Update on Testing Direction
We are currently focused on testing our modified algorithms on networks that have ground truths. In this way, we can compare the quality of the algorithms’ clustering outputs against the ground truth, and objectively determine which algorithms performed better in which situations.
To compare clustering outputs against ground truths, we use normalized mutual information [1], the Meila index [2], the Rand index [3],split-join distance [4], and the adjusted Rand index [5]. Initial tests show inconsistent results; the modified algorithms perform well (better than Louvain-modularity and CNM-modularity) on some graphs, but considerably worse on others.
One of the graphs we’ve used for testing is Zachary’s karate club network. It is an undirected, unweighted graph of 34 nodes and 78 edges, and models the network of friendships between members of a karate club [6]. This is the ground truth of Zachary’s karate club; the nodes are partitioned into two groups centered around two people (the instructor, at node 1, and the club president, at node 34).
In this test case, across all the aforementioned clustering comparison metrics, implementations of algorithms using coverage outperformed the implementations using modularity. However, the implementations using performance and silhouette did markedly worse.
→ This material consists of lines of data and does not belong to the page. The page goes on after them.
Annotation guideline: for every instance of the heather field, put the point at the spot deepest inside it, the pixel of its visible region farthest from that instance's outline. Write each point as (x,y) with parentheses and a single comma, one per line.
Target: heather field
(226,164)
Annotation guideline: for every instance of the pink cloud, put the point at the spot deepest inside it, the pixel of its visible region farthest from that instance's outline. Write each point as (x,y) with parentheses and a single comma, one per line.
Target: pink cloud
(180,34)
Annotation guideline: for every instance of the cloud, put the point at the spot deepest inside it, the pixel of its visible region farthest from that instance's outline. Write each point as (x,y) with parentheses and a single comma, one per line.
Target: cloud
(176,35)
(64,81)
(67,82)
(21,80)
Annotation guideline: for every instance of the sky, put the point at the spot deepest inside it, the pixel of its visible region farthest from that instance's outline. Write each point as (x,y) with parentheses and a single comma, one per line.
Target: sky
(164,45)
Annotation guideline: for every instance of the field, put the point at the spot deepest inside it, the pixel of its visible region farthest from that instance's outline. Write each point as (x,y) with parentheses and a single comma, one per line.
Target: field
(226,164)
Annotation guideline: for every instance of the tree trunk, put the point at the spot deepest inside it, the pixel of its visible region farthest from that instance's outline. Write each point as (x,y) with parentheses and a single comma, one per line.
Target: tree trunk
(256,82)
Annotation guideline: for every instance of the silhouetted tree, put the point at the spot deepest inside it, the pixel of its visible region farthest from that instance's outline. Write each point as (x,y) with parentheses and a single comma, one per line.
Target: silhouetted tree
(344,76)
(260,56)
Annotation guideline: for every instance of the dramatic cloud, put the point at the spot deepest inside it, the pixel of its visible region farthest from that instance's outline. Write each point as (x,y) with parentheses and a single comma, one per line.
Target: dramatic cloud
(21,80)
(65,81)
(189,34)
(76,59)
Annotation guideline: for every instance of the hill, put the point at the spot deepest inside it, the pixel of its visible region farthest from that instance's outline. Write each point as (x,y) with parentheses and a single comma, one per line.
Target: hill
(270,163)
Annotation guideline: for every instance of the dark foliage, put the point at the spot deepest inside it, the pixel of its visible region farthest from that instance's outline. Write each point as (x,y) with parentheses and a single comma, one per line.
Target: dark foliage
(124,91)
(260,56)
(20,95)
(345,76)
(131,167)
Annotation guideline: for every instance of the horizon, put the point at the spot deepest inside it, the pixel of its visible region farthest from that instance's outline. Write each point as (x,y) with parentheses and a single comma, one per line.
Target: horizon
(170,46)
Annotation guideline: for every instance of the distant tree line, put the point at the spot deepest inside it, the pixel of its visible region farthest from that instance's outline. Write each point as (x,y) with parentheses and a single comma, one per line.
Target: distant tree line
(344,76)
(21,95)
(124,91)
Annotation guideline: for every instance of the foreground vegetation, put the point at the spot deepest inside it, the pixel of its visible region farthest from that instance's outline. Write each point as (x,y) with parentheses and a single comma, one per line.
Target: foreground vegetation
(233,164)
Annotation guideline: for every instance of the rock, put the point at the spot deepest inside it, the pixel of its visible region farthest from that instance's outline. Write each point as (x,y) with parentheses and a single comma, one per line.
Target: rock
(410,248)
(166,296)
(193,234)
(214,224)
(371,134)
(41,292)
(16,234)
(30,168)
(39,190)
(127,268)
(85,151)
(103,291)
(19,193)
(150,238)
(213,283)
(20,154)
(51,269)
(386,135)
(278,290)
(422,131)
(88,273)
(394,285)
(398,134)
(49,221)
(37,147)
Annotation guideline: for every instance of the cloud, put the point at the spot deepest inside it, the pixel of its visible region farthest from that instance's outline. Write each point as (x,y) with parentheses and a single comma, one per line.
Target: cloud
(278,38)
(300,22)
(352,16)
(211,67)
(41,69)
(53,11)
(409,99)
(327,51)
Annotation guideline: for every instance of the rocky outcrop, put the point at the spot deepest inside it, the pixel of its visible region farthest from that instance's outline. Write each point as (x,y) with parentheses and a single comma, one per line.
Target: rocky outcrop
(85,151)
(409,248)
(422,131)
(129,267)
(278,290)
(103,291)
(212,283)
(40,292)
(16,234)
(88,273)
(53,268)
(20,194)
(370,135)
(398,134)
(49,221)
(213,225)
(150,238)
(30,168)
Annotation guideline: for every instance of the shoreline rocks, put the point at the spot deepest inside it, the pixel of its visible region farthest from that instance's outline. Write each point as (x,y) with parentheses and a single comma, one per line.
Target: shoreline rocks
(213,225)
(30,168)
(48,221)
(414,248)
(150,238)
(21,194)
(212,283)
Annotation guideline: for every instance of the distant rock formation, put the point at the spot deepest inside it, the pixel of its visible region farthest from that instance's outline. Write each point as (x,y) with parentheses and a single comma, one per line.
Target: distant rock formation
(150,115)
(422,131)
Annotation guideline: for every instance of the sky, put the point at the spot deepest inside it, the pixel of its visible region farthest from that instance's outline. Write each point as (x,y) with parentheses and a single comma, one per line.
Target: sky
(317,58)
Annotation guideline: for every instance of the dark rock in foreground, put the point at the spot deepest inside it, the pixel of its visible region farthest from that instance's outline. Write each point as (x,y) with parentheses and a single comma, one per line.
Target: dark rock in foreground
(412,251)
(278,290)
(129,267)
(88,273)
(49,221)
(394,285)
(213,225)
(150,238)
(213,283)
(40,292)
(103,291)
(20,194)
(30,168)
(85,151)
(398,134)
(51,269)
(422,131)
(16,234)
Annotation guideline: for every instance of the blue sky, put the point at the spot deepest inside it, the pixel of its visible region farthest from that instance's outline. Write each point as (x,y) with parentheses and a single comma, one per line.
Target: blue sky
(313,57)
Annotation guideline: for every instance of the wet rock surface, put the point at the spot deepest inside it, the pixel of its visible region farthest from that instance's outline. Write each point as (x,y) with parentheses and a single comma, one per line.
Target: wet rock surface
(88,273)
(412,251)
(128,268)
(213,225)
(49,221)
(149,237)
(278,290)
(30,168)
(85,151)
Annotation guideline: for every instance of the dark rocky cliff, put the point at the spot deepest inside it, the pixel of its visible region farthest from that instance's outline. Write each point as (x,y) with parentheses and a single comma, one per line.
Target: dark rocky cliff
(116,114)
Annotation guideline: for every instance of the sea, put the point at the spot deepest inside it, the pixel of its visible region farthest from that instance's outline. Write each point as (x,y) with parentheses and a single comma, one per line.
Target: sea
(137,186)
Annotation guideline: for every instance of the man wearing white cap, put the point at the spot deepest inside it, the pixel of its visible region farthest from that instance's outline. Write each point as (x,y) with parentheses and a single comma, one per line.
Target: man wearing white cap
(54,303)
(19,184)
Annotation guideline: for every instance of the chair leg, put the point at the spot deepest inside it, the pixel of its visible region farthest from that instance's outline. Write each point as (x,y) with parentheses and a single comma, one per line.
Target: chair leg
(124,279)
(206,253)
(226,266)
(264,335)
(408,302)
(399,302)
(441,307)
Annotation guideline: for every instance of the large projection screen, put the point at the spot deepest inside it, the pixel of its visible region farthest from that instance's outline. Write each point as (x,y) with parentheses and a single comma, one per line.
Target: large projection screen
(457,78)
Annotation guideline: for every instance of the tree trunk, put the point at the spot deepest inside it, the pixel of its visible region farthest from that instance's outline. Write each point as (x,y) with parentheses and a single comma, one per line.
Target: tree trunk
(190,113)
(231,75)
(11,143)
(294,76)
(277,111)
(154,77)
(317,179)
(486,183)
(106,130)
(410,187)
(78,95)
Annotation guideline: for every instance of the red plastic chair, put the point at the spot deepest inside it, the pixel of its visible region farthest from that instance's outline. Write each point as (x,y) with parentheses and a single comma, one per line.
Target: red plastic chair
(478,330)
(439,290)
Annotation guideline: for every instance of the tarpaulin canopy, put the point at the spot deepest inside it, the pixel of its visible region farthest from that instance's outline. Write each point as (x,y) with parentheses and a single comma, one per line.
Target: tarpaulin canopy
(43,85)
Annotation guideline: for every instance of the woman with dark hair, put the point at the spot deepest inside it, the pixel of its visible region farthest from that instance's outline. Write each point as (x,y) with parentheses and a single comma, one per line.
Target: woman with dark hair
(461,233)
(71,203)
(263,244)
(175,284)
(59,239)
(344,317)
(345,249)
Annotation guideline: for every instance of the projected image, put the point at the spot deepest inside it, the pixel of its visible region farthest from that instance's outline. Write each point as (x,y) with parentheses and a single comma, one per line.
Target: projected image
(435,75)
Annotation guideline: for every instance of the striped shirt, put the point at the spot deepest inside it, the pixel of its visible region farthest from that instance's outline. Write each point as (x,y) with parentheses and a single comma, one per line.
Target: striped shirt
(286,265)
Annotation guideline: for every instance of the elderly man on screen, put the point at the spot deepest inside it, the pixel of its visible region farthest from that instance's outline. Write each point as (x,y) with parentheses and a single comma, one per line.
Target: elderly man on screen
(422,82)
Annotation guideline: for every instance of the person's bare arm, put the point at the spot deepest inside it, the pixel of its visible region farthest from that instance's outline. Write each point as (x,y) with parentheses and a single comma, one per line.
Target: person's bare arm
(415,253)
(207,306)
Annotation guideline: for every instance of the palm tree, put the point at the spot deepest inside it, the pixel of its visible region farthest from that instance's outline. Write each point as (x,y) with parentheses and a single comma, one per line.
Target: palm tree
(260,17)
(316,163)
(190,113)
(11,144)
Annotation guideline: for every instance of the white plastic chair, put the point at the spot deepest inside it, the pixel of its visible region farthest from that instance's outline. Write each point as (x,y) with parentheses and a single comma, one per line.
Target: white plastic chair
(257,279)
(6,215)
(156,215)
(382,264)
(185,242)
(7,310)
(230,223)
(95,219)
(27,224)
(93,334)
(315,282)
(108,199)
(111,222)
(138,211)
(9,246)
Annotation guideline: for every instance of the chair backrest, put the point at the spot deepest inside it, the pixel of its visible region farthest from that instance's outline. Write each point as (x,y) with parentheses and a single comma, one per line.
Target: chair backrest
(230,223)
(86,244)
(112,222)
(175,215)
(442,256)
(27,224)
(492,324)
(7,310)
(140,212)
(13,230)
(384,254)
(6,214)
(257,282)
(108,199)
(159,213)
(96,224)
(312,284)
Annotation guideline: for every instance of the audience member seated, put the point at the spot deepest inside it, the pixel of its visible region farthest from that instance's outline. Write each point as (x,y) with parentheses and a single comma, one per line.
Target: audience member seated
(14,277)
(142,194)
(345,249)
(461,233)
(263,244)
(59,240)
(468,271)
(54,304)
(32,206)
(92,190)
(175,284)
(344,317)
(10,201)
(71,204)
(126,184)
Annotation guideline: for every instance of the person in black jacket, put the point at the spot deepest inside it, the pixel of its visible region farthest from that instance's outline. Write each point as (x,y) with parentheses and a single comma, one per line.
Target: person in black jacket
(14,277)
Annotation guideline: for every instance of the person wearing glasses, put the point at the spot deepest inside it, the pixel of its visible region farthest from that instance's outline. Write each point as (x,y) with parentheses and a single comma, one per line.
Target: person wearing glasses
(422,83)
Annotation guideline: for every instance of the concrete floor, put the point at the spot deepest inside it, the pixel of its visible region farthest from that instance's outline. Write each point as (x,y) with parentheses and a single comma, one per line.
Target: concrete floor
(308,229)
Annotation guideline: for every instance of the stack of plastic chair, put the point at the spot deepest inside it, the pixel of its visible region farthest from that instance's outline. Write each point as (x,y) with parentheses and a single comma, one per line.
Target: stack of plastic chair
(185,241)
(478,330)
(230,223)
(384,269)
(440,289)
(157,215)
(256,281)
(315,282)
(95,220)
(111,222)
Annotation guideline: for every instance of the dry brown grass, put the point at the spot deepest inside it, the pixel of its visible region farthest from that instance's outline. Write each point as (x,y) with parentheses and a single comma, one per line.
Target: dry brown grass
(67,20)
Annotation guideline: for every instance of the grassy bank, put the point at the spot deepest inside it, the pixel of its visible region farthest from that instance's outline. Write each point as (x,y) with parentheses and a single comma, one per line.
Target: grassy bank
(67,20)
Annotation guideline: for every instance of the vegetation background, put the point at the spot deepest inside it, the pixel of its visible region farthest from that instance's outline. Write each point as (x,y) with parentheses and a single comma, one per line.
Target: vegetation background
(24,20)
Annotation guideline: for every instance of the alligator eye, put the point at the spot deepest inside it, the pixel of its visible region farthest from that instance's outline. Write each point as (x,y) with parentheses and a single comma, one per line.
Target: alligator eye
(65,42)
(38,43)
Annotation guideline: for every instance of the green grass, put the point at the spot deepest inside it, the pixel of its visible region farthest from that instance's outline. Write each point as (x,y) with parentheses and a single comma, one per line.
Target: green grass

In the visualization of the clustering outputs below, one can actually see an improvement between the modularity implementations and the coverage implementations.
Here is the clustering by Louvain-modularity; it identified 4 communities:
Here is the clustering by CNM-modularity; it has found 3 communities:
Here is the clustering by both LM-coverage and CNM-coverage (they found the same clustering), which has 3 communities and is “less different” than the ground truth than the two modularity outputs above:
- L. Danon, A. Diaz-Guilera, J. Duch, & A. Arenas. “ Comparing community structure identification”. Journal of Statistical Mechanics: Theory and Experiment, vol 2005, P09008, 2005(09).
- M. Meilă. “Comparing clusterings by the variation of information”. Learning theory and kernel machines, 173-187., Springer Berlin Heidelberg, 2003.
- M.W. Rand. “Objective criteria for the evaluation of clustering methods”. Journal of the American Statistical association, 66(336), 846-850, 1971.
- S. Dongen. “Performance criteria for graph clustering and Markov cluster experiments”. Technical Report INSR0012, National Research Institute for Mathematics and Computer Science in the Netherlands, Amsterdam, May 2000.
- S. Wagner, & D. Wagner. “Comparing clusterings: an overview”. Karlsruhe: Universität Karlsruhe, Fakultät für Informatik, 2007.
- W. W. Zachary, An information flow model for conflict and fission in small groups, Journal of Anthropological Research 33, 452-473 (1977).